Radcliffe: The Collapse of the Civil Liberties Consensus? Reflections on the Future from the History of Free Speech

Date: 

Thursday, May 4, 2017, 12:00pm

Location: 

Knafel Center, 10 Garden Street, Cambridge, MA

 

Lunch and discussion with Laura Weinrib

Thursday, May 4  | 12:00 PM

Radcliffe Institute for Advanced Study, Harvard University

Knafel Center, 10 Garden Street, Cambridge, MA

Judicial enforcement of the Bill of Rights has long been a defining feature of American constitutional democracy. For almost eighty years, Americans across the political spectrum have trusted the courts to protect their civil liberties from suppressive state laws and overbearing officials.  Yet today, broad-based support for civil liberties is rapidly eroding. The Left laments the judiciary’s solicitude for business speech and the corresponding inability of either direct action or democratic politics to temper corporate influence. Meanwhile, the Right demands greater discretion in policing and national security and seeks to contain the power of a critical press. 

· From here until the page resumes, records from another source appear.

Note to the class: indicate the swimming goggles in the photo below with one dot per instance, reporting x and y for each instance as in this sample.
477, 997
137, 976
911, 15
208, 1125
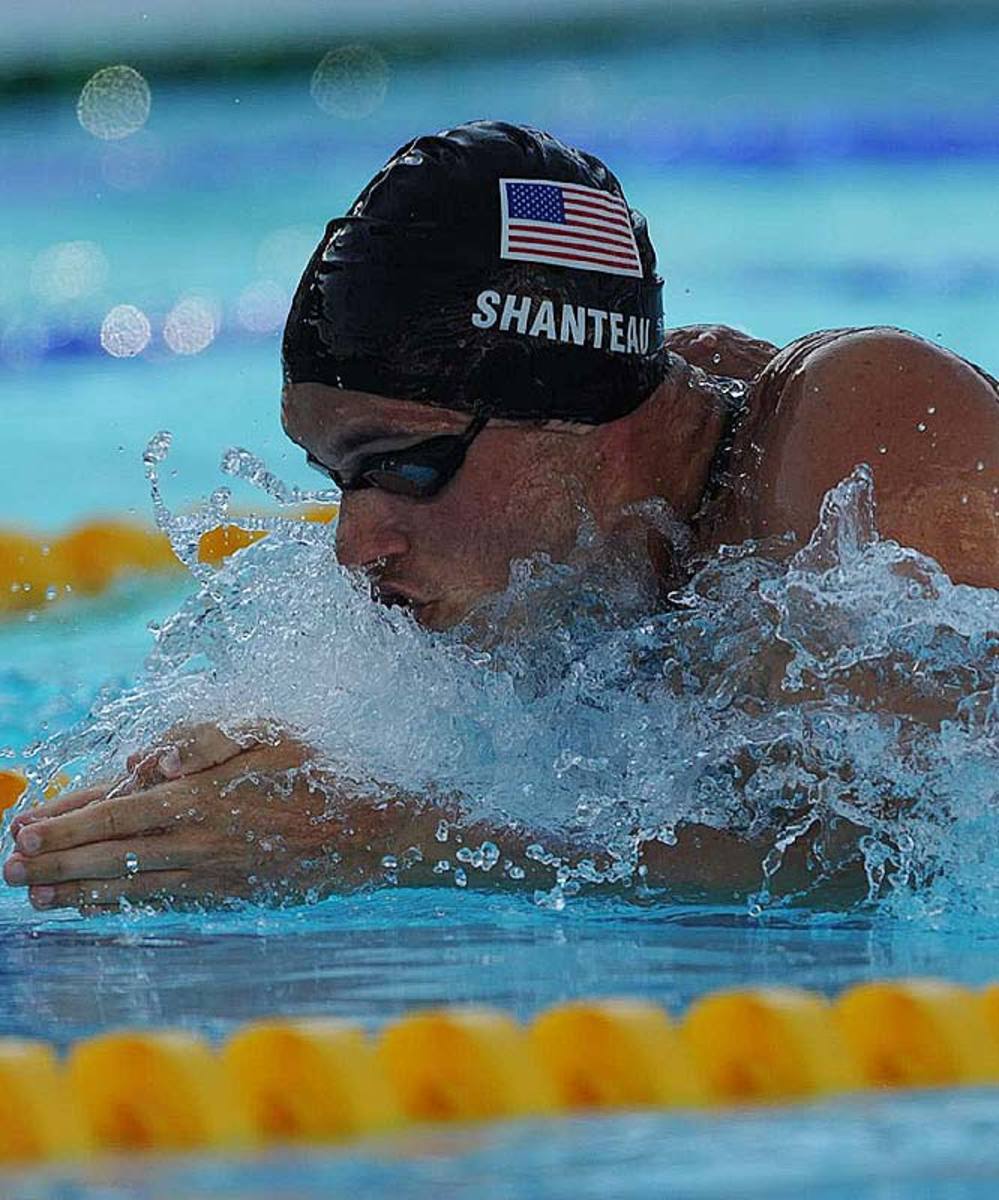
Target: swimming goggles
419, 471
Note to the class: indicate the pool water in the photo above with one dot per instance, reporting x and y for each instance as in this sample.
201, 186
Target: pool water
791, 183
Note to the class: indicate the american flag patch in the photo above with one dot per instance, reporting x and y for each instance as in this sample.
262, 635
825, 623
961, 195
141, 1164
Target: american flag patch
567, 225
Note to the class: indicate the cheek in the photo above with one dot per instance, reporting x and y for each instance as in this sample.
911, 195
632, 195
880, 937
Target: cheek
503, 513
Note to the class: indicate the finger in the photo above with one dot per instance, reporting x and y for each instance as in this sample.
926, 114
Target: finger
101, 861
102, 821
65, 803
96, 893
185, 750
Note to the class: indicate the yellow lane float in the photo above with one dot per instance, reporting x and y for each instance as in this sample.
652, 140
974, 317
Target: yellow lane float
767, 1045
919, 1033
615, 1054
464, 1065
163, 1091
36, 570
324, 1081
309, 1080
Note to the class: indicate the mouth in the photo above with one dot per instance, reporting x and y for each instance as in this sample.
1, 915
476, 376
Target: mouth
394, 597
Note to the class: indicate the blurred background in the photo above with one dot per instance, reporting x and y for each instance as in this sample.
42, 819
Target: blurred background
168, 166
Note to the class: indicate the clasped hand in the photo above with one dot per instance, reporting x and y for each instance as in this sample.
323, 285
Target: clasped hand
199, 817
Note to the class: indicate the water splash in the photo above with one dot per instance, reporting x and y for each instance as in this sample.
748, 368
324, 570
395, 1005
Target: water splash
778, 697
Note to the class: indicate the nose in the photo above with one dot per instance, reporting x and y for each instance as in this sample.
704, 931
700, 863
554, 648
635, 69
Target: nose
369, 529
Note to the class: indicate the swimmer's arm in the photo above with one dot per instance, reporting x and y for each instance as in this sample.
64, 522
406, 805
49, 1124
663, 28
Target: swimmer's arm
925, 421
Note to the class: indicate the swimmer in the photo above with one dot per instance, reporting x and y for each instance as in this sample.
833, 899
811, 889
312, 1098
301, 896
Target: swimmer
476, 351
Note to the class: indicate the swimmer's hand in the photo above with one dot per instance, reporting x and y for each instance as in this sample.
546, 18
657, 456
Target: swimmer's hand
201, 820
721, 349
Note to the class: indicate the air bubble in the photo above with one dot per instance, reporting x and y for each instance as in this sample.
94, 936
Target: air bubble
351, 82
114, 103
190, 327
69, 270
125, 331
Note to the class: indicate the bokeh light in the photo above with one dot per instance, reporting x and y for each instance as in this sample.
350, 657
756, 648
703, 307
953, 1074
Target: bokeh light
69, 270
262, 307
125, 331
114, 103
351, 82
191, 325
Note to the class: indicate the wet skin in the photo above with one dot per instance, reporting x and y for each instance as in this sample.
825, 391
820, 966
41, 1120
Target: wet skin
925, 421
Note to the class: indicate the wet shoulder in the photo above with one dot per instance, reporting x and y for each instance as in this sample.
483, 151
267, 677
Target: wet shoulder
925, 420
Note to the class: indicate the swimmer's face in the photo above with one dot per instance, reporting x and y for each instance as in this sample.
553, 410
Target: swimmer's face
516, 495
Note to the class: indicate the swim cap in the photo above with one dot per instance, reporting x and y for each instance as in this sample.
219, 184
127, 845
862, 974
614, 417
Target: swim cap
488, 268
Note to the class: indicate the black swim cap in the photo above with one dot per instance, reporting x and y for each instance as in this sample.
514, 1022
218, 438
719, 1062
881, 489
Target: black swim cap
485, 268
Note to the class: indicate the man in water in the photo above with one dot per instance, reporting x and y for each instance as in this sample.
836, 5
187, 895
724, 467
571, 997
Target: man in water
476, 354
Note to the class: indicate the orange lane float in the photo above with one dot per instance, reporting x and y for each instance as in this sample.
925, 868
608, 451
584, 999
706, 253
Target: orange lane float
37, 570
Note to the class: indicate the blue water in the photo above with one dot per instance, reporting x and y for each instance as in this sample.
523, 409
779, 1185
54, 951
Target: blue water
790, 184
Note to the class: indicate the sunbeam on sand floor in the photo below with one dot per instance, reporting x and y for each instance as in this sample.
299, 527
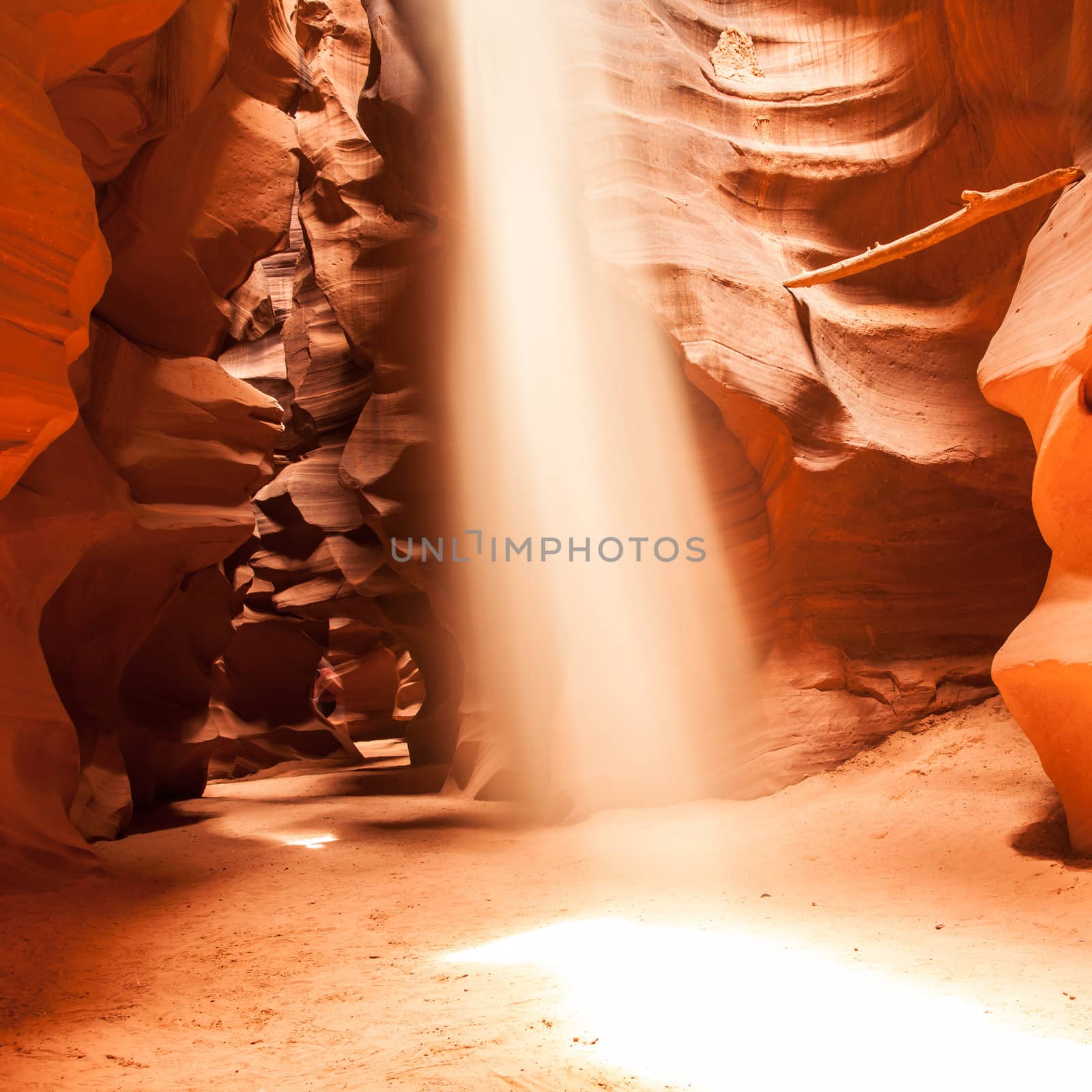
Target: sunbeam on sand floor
904, 922
713, 1009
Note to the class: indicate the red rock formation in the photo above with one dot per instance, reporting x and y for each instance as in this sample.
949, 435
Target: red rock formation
1037, 366
54, 259
889, 547
876, 507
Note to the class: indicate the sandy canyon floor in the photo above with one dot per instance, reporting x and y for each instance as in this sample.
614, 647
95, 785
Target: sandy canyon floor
908, 921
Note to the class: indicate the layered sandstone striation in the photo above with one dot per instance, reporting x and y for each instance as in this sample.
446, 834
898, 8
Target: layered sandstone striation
203, 478
1039, 367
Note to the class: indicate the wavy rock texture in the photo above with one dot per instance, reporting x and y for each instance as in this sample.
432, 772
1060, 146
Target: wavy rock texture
887, 543
1039, 367
877, 509
53, 259
125, 633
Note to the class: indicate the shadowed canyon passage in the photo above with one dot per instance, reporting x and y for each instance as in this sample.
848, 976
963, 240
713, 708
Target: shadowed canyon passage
293, 289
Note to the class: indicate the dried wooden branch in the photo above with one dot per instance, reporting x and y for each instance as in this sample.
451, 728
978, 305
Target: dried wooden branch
977, 207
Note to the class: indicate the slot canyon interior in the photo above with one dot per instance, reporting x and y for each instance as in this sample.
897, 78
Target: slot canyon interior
546, 545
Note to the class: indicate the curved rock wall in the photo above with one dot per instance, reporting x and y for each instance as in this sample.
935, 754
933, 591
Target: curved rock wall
877, 508
1039, 366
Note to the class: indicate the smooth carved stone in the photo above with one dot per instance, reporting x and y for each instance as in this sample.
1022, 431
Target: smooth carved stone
1037, 366
190, 216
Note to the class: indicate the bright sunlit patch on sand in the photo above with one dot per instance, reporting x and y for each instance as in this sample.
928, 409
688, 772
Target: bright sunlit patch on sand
311, 842
715, 1010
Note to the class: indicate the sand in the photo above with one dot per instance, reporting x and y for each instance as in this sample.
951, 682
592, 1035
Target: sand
906, 921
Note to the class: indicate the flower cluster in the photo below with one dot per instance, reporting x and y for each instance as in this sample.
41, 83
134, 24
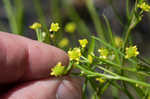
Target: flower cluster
83, 43
63, 43
100, 80
58, 70
145, 7
131, 52
103, 53
75, 54
70, 27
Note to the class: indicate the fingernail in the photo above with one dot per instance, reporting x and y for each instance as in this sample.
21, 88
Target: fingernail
68, 90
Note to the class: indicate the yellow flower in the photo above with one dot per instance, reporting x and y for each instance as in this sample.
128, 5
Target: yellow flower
58, 70
54, 27
100, 80
83, 43
74, 54
63, 43
90, 59
35, 25
131, 52
103, 53
118, 41
145, 7
70, 27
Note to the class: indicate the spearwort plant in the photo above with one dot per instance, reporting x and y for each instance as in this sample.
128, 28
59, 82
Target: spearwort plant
104, 60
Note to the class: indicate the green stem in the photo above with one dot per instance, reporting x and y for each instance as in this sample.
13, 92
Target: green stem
112, 77
11, 16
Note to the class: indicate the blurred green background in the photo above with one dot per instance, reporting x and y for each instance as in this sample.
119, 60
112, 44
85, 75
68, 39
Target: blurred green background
65, 11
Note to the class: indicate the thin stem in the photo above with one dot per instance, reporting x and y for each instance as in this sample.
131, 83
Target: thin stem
11, 16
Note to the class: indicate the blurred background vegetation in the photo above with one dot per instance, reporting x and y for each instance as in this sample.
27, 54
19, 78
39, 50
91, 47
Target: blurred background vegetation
25, 12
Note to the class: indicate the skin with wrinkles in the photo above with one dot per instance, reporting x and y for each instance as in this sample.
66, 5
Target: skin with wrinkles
24, 70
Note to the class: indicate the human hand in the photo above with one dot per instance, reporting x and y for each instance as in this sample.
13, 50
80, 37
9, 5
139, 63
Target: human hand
25, 67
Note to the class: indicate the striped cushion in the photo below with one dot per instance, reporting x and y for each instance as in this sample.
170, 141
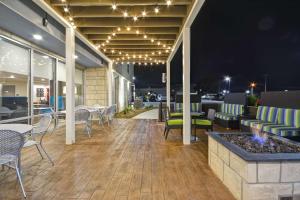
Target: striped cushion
195, 107
234, 109
264, 116
225, 116
289, 117
267, 128
250, 122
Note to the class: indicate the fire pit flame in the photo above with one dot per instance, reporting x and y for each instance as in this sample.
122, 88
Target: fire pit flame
259, 136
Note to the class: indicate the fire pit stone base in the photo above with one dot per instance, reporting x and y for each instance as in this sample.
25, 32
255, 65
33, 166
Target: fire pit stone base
253, 180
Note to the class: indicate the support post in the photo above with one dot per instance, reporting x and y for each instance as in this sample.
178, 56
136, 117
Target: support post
186, 86
70, 86
168, 85
109, 82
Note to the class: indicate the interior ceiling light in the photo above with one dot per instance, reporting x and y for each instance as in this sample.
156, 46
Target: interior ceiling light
37, 37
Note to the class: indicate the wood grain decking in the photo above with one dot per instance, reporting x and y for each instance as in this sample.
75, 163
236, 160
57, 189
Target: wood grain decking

In this talk, Laura Weinrib will provide a historical perspective on the evolving contest over civil liberties. In the first half of the twentieth century, neither freedom of speech nor court-centered constitutionalism commanded broad-based consensus. Weinrib will explain how an unlikely coalition of radical labor activists and corporate lawyers redeployed the First Amendment to shield both labor activity and business interests from the intrusive reach of the state. On the new understanding, a powerful Bill of Rights protected conservatives as well as radicals, industry as well as labor.  Today, as the New Deal’s civil liberties settlement is on the verge of rupture, the terms of that forgotten bargain have important implications for the meaning and limits of constitutional rights.